前置きが長くなってしまいました。祝福持ちとそうでない人の違いについてでしたね。
たとえば、私は知識系の祝福持ちなので学者になりましたが、審判系の祝福持ちは裁判官などをしている場合が多かったり、職業や生き方を選ぶときに自分に向いているものが分かるのです。
ここで祝福なしに裁判官になったものと祝福を持ち裁判官になったものとの違いですが、二者の間には決定的な才能の差があるのです。確か、最高裁判所の判事は全員祝福持ちだったはずです」
ルーカスによれば、初めは同じランクにあるものの、最終的に達する到達地点が圧倒的に祝福持ちの方が上であるとのことである。
祝福イコール才能で、才能がないと出世できない。ブラックボックスで才能とか自分とかを探さないといけない元の世界より優柔不断な人にはいいのかな?
でも最初から自分で職業や学校など探すことすら許されていないのはちょっといやかもしれない。
「では職業の自由は祝福持ちにはないのでしょうか?」
ここが一番重要な部分である。私にはこちらの世界で職業を選ぶ自由があるのか。
「祝福を持たない分野で働く祝福持ちもいるにはいます。あまり多数派とは言えませんが。
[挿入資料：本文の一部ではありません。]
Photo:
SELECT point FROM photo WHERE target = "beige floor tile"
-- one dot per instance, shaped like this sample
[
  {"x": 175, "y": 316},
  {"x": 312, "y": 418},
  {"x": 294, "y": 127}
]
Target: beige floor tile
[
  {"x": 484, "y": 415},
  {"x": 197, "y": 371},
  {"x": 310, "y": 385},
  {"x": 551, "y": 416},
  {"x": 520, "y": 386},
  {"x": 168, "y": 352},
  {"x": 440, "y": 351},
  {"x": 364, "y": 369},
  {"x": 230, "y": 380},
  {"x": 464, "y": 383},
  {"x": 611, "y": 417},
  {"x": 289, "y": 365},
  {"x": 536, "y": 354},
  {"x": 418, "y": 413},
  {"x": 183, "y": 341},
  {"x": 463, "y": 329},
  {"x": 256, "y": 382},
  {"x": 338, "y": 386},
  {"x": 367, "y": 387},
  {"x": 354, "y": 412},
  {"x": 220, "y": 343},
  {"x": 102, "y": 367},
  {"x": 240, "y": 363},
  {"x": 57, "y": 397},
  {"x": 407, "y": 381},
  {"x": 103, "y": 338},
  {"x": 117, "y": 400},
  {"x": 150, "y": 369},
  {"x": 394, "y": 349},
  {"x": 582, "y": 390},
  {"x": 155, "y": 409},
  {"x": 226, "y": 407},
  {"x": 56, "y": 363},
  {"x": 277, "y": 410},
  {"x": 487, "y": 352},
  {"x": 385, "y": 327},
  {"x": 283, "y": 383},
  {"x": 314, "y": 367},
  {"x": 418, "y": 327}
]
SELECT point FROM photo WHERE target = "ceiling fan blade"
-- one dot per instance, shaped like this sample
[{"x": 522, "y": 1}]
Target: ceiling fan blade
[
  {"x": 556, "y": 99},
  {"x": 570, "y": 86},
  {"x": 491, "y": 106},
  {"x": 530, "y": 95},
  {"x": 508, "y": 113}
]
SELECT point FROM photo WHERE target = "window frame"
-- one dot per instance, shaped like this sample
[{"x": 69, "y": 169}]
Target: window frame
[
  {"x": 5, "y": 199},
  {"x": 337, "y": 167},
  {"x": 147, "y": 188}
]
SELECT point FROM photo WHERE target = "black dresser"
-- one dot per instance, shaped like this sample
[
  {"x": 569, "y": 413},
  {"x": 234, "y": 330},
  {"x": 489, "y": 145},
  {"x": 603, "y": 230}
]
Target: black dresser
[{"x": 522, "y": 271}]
過去には祝福を持つのに別分野で働いていたら、祝福なしの方たちからのひどい嫌がらせを受けることすらあったと聞きます。
今では表面上はそういったことも起きていませんが、裏では怪しい部分もあります。
職業の自由は与えられているとは思います。ただ祝福を持つ分野で働くことが期待されているのです。
私は歴史学者が向いていて、この職でよかったと思っています。自分の意志で選択した自覚もあります。
私のような祝福持ちの人間が大多数だとは思いますが、そうでない人がいるのも確かなのです。